Il clima di vacanza è stato interrotto bruscamente dallo sparo di decine di colpi di pistola che hanno provocato la morte di tre persone mentre una quarta è ricoverata in ospedale in prognosi riservata, in condizioni giudicate gravissime dai sanitari. E' successo a Forio d'Ischia, sold out per il ponte di Ferragosto.

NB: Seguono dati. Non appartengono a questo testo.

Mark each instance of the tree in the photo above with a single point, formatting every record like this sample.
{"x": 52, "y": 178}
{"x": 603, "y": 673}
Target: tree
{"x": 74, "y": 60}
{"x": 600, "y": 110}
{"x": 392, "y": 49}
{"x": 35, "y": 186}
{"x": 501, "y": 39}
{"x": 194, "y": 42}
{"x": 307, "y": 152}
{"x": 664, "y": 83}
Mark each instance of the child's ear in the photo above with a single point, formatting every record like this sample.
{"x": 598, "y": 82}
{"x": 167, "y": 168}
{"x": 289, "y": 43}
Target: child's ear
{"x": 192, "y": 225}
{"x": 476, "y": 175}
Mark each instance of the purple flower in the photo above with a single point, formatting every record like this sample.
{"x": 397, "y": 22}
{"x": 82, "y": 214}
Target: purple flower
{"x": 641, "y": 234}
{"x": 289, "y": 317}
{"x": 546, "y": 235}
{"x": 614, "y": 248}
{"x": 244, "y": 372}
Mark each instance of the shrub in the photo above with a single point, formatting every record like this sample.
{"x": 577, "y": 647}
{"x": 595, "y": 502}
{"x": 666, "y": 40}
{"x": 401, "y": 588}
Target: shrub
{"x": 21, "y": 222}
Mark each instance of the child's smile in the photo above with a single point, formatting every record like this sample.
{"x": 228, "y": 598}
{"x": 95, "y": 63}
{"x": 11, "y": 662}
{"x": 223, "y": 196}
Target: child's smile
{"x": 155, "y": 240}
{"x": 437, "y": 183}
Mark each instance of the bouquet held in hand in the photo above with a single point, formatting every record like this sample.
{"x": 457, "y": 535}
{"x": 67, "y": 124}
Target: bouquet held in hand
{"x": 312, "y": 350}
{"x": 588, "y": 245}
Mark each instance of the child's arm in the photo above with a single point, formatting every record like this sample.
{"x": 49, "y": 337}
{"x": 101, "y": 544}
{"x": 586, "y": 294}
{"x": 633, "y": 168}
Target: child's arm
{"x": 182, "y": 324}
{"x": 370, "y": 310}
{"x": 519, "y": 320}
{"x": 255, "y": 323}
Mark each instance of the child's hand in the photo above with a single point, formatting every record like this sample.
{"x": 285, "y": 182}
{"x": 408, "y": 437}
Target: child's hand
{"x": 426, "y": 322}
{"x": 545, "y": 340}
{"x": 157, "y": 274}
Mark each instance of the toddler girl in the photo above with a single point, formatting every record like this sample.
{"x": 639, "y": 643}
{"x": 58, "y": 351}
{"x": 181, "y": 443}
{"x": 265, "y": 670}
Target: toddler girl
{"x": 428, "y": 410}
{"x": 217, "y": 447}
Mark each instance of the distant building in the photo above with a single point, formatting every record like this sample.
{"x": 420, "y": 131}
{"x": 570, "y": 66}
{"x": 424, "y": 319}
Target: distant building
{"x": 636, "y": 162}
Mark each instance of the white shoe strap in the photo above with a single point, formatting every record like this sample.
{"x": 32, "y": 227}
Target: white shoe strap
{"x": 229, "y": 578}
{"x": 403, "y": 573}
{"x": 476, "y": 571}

Verso le 18,30, in via Provinciale Panza, in zona Cuotto, una località collinare dell'isola, un 69enne, Antonio Luongo, ha sparato e ucciso il compagno e la madre della sua ex moglie. Le vittime sono un 48enne - Nunzio Russo Spena - ed una 63enne di origini ucraine - Zinoviya Knihnitska - i cui cadaveri sono stati trovati in strada nei pressi di un albergo. Ha poi rincorso e sparato contro la ex moglie, una 42enne di origini ucraine. La donna è attualmente ricoverata all'ospedale Rizzoli di Lacco Ameno. Il 69enne ha poi rivolto l'arma contro di sé, sparando un colpo. Trasportato in ospedale in gravissime condizioni e considerato in pericolo di vita è successivamente deceduto. A fare luce su quanto accaduto e a tracciare un bilancio definitivo della vicenda sono state le indagini dei carabinieri della compagnia di Ischia. "Quell'uomo ha sparato - racconta un testimone che vive nei pressi della scena del delitto - tantissimi colpi. Ho udito quello che stava succedendo, sono uscito fuori dalla mia abitazione e l'ho visto con la pistola in mano, sembrava non volesse fermarsi.